- Panoramic view of the village
- Tresonče Location within North Macedonia
- Country: North Macedonia
- Region: Polog
- Municipality: Mavrovo and Rostuša

Population (2021)
- • Total: 24
- Time zone: UTC+1 (CET)
- • Summer (DST): UTC+2 (CEST)

= Tresonče =

Tresonče (Тресонче /mk/) is a mountainous village located in the Mavrovo and Rostuša Municipality in western North Macedonia. It is a mountain village populated by Macedonian Orthodox Christians. There are also several Orthodox churches in the village.

== Demographics==
Tresonče (Trasniça) is attested in the Ottoman defter of 1467 as a village in the ziamet of Reka which was under the authority of Karagöz Bey. The village appears as an uninhabited.

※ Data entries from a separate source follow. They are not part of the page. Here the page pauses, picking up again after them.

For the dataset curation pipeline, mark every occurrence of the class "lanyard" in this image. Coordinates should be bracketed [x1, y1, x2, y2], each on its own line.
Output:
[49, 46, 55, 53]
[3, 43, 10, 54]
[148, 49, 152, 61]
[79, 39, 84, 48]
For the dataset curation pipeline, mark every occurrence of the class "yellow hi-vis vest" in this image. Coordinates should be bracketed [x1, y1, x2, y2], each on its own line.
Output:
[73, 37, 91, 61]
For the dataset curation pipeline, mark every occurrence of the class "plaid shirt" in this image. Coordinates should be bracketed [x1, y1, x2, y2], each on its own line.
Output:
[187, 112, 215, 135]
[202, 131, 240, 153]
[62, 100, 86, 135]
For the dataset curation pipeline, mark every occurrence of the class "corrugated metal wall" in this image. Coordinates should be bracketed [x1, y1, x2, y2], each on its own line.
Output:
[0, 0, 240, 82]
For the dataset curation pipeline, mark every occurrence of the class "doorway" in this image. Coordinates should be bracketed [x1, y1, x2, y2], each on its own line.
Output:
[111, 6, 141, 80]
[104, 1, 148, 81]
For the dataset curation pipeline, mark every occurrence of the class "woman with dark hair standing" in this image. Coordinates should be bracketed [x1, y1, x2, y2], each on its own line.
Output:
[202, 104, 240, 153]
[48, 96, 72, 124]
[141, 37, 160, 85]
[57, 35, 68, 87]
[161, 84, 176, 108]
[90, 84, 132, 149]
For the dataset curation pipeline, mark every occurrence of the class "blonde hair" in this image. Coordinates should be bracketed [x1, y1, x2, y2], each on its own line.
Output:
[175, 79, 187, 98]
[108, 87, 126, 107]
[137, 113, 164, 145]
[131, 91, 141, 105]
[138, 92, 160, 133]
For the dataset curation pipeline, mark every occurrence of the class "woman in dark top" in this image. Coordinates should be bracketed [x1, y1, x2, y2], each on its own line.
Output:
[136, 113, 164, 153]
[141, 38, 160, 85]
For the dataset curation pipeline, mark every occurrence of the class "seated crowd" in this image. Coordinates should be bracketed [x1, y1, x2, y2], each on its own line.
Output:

According to the statistics of the Bulgarian ethnographer Vasil Kanchov from 1900, 1320 inhabitants lived in the village of Tresonče, all Bulgarians.

According to the Secretary of the Bulgarian Exarchate Dimitar Mišev ("La Macédoine et sa Population Chrétienne"), in 1905 there were 1680 Bulgarians (exarchists) in Tresonče.

According to a 1929 ethnographic map by Russian Slavist Afanasy Selishchev, Tresonče was a Bulgarian village.

According to the 1942 Albanian census, Tresonče was inhabited by 454 Bulgarians.

The village is traditionally inhabited by the ethnographic group of Mijaks, the inhabitants identifying as ethnic Macedonians (as of the 2021 census; 24 inhabitants).

==Notable people==
- Dimitar Krstev, known as Dičo Zograf, icon painter
- Dimitar Pandilov - Artist skilled in Macedonian arts, considered the founder of modern Macedonian art.
- Andrey Damyanov - Although not born in Tresonče, his family was from there, he was a very famous architect.
- Josif Mihajlović Jurukovski (1887–1941), mayor of Skopje, born in Tresonče
- Toma Smiljanić-Bradina (1888–1969), Serbian ethnographer, philologist, dramatist and publicist, born in Tresonče
- Sirma Voyvoda, Bulgarian rebel. Considered a national heroine in North Macedonia.